What You Should Know About Handling Workers’ Compensation Claims

Steven I. Subotnick DPM, DC

Becoming a qualified medical evaluator in workers’ compensation cases may be a significant referral generator for your practice. Accordingly, this author offers a closer look at his experience with these cases, reviews pertinent points in the evaluation of these patients and key steps you can take if you wish to start seeing these patients in your practice.

   Over the years, I have found that assessing and treating patients in workers’ compensation cases allow you to see some pathology you may not normally encounter in the normal day-to-day caseload of a podiatry practice. I have also found that being involved in these cases provides a good source of patient referrals and enables you to forge relationships with other physicians who are involved in the treatment of injured workers.

   I started assessing injured workers for workers’ compensation cases approximately 20 years ago. At first, I treated a few injured workers. Then I was asked to become an independent medical examiner (IME) and was sent patients to evaluate for disability. I eventually became a qualified medical evaluator (QME).

   The state of California decided it wanted to have a pool of QMEs to evaluate for disability as well as other issues in the treatment of injured workers. It therefore created a QME system approximately 15 years ago. In order to become a QME, you had to take a test and be qualified by California’s Department of Workers’ Compensation.

   Some QMEs become agreed medical evaluators, who represent the insurance company, employer and the injured worker. They are expected to follow the worker’s compensation laws of the state of California. Agreed medical evaluators have more responsibility and they also get paid 25 percent more for their medical-legal evaluations.

   When I began treating workers’ compensation patients, referrals came from occupational medicine centers as well as attorneys representing injured workers and attorneys representing insurance companies and the employer (see the sidebar “A Glossary Of Relevant Terms For Workers’ Compensation Cases”).

Understanding The AMA Guide To Workers’ Compensation

   California’s disability evaluation guidelines previously evaluated injured workers. Currently, the state uses the American Medical Association (AMA)’s Guide to the Evaluation of Permanent Impairment, Sixth Edition.

   There is a section in the AMA Guides on the lower extremity. Chapters 1 and 2, which are considered to be the most important chapters, instruct the evaluating physician on how to go about his or her duties. Essentially, the key with this system is determining the level of impairment as opposed to disability.

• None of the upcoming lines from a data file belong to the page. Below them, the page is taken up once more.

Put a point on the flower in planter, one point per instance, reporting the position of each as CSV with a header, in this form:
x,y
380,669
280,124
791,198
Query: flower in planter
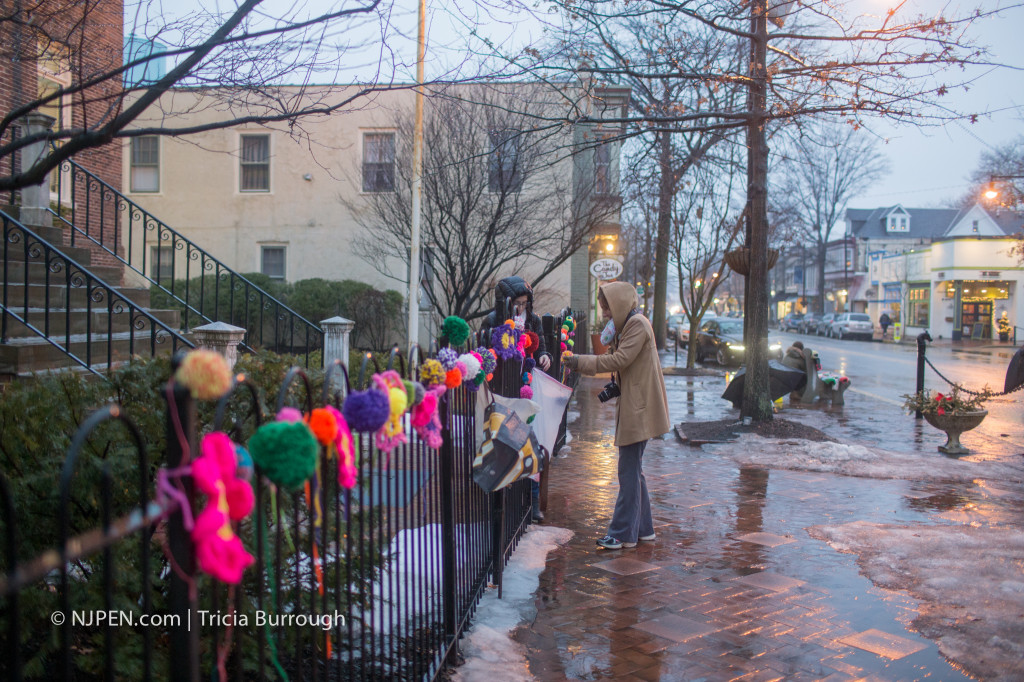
x,y
954,402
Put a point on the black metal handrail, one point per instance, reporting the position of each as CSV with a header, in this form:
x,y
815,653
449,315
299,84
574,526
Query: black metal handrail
x,y
97,212
19,244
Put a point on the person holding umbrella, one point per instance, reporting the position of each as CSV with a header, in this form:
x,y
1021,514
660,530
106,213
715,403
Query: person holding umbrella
x,y
641,412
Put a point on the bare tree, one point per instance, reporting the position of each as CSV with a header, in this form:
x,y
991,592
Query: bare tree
x,y
498,199
821,170
706,225
241,55
823,60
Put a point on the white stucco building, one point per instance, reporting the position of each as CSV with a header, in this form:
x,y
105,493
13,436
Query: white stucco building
x,y
262,200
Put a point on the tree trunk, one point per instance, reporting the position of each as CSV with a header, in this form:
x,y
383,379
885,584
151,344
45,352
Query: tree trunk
x,y
757,401
822,251
666,193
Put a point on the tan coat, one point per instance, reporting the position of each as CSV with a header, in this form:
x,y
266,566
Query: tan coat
x,y
642,411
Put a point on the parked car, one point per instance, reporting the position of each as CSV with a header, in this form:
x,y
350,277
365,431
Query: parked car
x,y
852,325
722,339
791,323
809,324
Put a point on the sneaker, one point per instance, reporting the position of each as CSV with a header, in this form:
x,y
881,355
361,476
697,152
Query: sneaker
x,y
610,543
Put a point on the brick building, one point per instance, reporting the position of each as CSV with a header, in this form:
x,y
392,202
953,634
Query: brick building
x,y
59,44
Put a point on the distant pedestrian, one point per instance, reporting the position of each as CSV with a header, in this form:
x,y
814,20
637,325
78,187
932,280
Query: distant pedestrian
x,y
1015,373
884,322
641,412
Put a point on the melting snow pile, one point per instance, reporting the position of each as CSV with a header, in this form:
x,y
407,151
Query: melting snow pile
x,y
978,622
489,650
854,460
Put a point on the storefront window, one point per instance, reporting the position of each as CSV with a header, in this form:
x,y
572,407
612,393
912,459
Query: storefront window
x,y
916,305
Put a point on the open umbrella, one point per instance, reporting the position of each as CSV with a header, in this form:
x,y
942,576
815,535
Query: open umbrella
x,y
781,380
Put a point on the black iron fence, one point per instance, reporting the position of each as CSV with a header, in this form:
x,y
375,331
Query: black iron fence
x,y
374,583
48,295
96,214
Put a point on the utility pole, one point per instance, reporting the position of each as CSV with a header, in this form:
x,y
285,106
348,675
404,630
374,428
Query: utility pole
x,y
757,403
414,247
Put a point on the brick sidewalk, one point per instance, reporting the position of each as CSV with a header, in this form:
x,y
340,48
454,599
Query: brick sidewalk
x,y
733,588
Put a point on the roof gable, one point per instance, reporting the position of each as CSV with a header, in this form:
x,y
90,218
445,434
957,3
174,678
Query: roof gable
x,y
974,221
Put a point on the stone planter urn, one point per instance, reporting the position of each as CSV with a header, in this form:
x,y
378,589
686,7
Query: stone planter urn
x,y
953,425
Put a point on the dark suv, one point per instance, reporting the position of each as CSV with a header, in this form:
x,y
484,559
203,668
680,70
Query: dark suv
x,y
791,322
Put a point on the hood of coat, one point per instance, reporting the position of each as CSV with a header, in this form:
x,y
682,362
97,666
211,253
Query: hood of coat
x,y
512,288
622,298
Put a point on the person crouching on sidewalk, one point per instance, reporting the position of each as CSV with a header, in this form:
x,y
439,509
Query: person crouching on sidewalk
x,y
641,411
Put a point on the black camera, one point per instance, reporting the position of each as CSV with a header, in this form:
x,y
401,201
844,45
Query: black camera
x,y
610,390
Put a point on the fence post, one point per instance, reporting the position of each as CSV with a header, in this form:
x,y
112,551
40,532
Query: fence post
x,y
336,333
446,459
923,338
183,640
36,200
220,338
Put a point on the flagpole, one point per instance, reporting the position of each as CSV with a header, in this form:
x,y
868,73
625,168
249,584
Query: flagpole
x,y
414,251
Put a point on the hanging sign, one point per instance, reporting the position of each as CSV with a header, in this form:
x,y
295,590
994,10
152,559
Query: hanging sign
x,y
605,268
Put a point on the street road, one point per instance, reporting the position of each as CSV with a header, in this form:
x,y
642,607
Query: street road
x,y
887,371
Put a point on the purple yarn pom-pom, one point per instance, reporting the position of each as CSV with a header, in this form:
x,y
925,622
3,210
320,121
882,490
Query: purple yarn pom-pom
x,y
366,411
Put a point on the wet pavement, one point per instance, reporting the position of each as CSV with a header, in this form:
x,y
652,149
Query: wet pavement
x,y
735,587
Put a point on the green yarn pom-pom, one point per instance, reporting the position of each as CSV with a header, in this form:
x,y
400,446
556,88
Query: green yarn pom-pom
x,y
456,329
285,452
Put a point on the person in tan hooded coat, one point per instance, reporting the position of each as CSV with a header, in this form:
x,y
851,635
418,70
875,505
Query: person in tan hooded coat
x,y
641,411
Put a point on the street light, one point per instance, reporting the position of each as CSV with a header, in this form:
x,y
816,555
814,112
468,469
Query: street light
x,y
992,192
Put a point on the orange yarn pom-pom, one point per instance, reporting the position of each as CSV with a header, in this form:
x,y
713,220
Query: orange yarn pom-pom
x,y
324,425
206,375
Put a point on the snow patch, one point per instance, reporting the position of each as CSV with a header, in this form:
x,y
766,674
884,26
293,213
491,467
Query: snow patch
x,y
979,622
489,650
856,460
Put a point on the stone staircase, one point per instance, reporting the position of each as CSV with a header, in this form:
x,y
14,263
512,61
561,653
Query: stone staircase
x,y
70,314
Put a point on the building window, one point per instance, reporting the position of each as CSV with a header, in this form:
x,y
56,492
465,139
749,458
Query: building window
x,y
505,173
378,162
162,263
602,169
916,305
145,164
272,262
255,163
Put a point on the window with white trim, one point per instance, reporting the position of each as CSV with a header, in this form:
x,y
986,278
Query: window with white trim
x,y
145,164
254,168
505,172
378,162
272,261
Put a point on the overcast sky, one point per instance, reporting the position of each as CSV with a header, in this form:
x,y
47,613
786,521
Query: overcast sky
x,y
929,165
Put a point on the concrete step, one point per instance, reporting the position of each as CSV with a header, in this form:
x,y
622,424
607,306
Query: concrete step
x,y
77,321
60,296
18,356
54,236
16,271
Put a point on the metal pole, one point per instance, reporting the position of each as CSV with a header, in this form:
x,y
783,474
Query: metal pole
x,y
414,250
923,340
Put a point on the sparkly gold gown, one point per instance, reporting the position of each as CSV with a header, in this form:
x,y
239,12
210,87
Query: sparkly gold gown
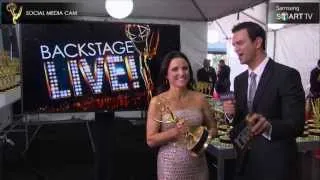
x,y
175,162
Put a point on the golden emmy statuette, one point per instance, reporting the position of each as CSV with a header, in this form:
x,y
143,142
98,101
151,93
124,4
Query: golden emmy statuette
x,y
9,72
11,8
197,138
315,126
146,44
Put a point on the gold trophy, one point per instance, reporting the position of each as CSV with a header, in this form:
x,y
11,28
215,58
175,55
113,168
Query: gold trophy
x,y
197,139
146,44
9,69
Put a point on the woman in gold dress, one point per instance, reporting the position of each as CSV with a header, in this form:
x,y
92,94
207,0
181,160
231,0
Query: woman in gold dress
x,y
174,160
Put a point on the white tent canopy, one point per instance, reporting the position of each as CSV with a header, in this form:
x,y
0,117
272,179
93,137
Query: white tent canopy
x,y
296,46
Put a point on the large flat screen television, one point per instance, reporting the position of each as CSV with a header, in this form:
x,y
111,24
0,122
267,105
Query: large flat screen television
x,y
92,66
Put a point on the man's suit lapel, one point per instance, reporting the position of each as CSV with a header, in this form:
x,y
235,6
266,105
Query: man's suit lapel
x,y
264,80
244,89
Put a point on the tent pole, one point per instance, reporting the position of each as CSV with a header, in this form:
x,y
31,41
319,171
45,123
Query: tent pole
x,y
257,20
220,27
274,44
204,17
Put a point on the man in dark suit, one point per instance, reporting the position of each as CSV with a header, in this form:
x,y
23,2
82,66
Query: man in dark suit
x,y
223,80
274,95
315,81
207,74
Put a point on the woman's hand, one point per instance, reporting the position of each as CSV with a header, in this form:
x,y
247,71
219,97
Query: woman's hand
x,y
181,129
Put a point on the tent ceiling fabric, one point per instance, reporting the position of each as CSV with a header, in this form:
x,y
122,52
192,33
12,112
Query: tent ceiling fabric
x,y
191,10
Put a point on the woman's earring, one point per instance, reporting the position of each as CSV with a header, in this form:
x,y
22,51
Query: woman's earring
x,y
166,82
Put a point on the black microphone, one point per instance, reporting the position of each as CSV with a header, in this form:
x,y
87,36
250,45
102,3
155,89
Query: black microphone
x,y
227,97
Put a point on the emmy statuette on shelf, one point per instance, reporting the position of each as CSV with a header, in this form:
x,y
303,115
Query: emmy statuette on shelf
x,y
241,142
197,139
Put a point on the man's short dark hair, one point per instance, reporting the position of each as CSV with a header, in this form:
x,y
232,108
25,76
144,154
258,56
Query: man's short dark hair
x,y
254,30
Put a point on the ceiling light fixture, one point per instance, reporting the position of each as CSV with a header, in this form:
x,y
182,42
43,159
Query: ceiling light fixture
x,y
119,9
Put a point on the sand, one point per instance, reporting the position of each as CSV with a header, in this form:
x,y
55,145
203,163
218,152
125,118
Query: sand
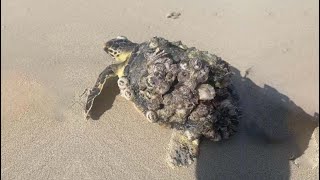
x,y
52,51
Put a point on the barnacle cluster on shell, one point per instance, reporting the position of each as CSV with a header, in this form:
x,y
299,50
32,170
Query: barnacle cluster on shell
x,y
186,91
125,91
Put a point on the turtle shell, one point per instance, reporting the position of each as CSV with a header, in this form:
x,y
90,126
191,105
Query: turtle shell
x,y
183,88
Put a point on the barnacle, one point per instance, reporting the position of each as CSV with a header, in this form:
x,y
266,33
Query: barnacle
x,y
152,116
206,92
183,76
123,82
195,63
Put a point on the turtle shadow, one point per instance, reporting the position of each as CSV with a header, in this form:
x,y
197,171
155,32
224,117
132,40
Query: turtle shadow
x,y
273,130
106,98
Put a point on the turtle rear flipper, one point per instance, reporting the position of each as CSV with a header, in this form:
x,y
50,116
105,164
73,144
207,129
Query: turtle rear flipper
x,y
107,73
182,150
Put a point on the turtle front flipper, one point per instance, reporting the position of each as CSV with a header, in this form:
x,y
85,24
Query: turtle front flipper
x,y
107,73
183,150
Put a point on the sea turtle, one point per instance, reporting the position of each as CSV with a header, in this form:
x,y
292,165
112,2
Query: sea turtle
x,y
181,88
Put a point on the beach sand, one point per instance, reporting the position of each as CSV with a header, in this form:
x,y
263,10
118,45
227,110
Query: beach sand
x,y
53,50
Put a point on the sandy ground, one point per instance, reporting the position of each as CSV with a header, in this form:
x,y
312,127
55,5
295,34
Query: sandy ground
x,y
52,51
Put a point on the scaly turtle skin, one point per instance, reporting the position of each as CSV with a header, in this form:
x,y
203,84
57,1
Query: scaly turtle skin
x,y
175,86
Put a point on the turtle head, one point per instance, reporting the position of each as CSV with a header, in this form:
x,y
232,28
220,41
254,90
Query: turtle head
x,y
120,48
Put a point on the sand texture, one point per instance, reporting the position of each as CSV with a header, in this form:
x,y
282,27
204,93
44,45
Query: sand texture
x,y
52,50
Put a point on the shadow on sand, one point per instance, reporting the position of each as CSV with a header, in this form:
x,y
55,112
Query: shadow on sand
x,y
105,100
272,131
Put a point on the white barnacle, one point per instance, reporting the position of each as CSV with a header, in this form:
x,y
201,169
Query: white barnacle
x,y
206,92
127,94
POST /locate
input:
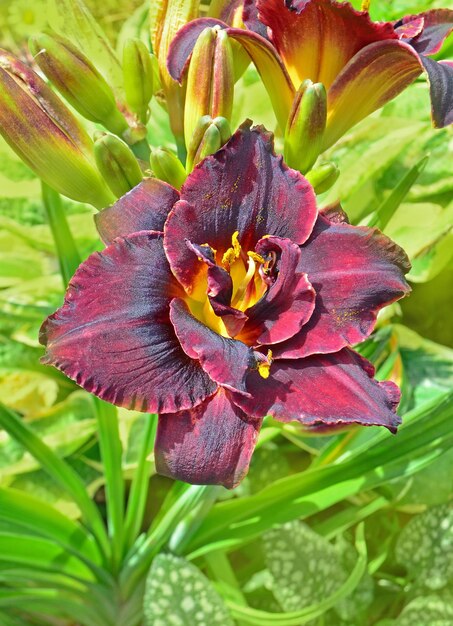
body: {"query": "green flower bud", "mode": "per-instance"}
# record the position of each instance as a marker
(210, 80)
(117, 163)
(77, 80)
(138, 76)
(208, 137)
(46, 135)
(166, 166)
(305, 126)
(324, 177)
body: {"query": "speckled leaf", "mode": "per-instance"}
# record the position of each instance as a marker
(305, 567)
(425, 547)
(178, 594)
(430, 610)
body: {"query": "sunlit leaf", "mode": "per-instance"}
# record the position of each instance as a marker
(178, 593)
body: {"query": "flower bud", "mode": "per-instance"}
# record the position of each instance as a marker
(167, 167)
(322, 178)
(208, 137)
(210, 80)
(305, 126)
(117, 163)
(166, 17)
(77, 80)
(46, 135)
(138, 77)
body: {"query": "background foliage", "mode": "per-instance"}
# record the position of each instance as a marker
(350, 529)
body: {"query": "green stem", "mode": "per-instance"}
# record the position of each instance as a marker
(181, 149)
(111, 453)
(139, 487)
(141, 150)
(68, 256)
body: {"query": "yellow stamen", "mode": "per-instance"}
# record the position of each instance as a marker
(264, 368)
(234, 252)
(245, 283)
(256, 257)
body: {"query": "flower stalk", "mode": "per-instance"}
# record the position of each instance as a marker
(210, 80)
(46, 135)
(117, 163)
(306, 125)
(76, 78)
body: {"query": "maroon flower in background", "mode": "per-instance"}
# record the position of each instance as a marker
(230, 301)
(362, 64)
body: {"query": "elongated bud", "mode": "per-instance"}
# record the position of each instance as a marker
(168, 167)
(117, 163)
(166, 17)
(138, 77)
(77, 80)
(46, 135)
(322, 178)
(210, 80)
(208, 137)
(305, 126)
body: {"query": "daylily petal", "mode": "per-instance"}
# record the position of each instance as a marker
(409, 29)
(440, 78)
(271, 69)
(211, 444)
(145, 207)
(325, 389)
(437, 25)
(113, 335)
(244, 187)
(334, 213)
(316, 39)
(288, 303)
(226, 360)
(184, 42)
(355, 271)
(375, 75)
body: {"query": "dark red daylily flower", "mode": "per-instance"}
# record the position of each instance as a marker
(362, 64)
(230, 301)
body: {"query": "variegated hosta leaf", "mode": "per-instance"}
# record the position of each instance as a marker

   Previously, physicians used the term “disability” as per the Guidelines for Work Capacity in order to evaluate patients’ ability to compete on the open job market. The AMA guides use “impairment” to determine whether there is permanent impairment.

   The AMA wrote the guide to permanent impairment. There is no podiatry input. There is input from the American Orthopedic Association but no specific input from the American Orthopedic Foot and Ankle Society.

   Regarding the American College of Occupational and Environmental Medicine (ACOEM) Second Edition Guidelines for Occupational Medicine, membership in ACOEM is primarily for occupational medicine doctors and physical medicine doctors. There is no membership category for podiatrists. Therefore, there has been no podiatry input on the foot and ankle section.

   Needless to say, the lack of podiatry input in both of these books that are the standards for treating and evaluating injured workers in California is a source of frustration for the podiatrist who does this type of work.